There was a beat of silence before the voice answered, and when it did, I didn’t miss the nonchalant shrug in its tone.

"Probably."

"Probably?" I echoed. "That’s not exactly reassuring."

"Well, if there are any side effects from taking a piece of her life force," the voice continued breezily, "we’ll find out after she wakes up. There’s not much we can do about it now."

I stopped breathing.

"Wait. What side effects? What are you talking about?" My voice rose an octave as my stomach twisted with unease. "What does that even mean?

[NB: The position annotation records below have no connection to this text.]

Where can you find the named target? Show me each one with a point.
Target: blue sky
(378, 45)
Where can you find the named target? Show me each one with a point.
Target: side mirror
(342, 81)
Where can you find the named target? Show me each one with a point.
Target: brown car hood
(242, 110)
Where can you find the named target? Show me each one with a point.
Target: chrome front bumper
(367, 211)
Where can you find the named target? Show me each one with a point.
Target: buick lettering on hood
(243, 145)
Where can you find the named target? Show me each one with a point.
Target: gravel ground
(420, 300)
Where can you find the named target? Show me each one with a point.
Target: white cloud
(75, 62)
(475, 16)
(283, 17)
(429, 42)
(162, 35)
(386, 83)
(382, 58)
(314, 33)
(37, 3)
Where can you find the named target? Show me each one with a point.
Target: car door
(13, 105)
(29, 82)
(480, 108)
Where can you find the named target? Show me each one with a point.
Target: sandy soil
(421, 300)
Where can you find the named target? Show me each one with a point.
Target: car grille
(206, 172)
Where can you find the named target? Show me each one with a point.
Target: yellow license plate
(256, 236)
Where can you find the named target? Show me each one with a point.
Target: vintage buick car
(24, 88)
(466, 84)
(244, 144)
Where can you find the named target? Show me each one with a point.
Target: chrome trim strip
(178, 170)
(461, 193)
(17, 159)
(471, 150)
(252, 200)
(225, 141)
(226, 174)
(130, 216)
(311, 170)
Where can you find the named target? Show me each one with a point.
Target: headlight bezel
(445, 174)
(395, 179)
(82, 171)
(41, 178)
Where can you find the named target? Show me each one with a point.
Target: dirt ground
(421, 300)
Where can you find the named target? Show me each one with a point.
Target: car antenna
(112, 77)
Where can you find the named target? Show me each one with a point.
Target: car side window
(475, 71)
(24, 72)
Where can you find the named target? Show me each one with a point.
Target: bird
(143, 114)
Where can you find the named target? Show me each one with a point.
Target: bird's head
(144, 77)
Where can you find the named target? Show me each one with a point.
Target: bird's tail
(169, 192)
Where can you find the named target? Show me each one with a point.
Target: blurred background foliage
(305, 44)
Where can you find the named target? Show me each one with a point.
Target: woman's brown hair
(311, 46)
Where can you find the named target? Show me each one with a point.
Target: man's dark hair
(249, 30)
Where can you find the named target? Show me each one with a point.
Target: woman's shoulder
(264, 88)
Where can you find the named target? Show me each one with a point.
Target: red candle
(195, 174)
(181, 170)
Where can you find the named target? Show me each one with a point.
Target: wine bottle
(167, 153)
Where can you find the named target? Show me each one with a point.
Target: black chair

Is she going to grow wings or spontaneously combust or—"

"Relax." The voice cut me off, annoyed. "Don’t jump to conclusions. You’re thinking like a human again, and trying to predict the unpredictable. The truth is, she held a part of us in a body that wasn’t meant to hold it for that long. It wasn’t a clean transfer, so yeah, there could be consequences, but you won’t know until she wakes up."

I clutched Seraphina a little tighter, my heart pounding. I didn’t like this—this not-knowing and this helplessness.

I was about to argue again, to demand a clearer answer, when something else caught my attention.

Sound, and even though it was faint at first, it was still undeniably real.

Voices.

I stilled completely, narrowing my eyes as I listened harder. My body was on high alert, senses sharper than they had ever been before, and the voice in my head went quiet, too.

There it was again, chatter from somewhere outside these walls, and one of them made my breath hitch.

That voice... it sounded familiar.

Roxana.

I swear it was her.

I leaned toward the door, adjusting Seraphina gently on the floor beside me, and strained my ears to catch more. There was another voice, Penelope maybe? And was that Irina’s? My heart began to beat faster with a different kind of urgency.

We weren’t in the Phoenix realm anymore, that much was now pretty clear, and we weren’t lost in some celestial labyrinth.

We were... back, back in Elysium.

"Oh my god," I breathed out, dizzy with the realization. "We’re back. I’m really back."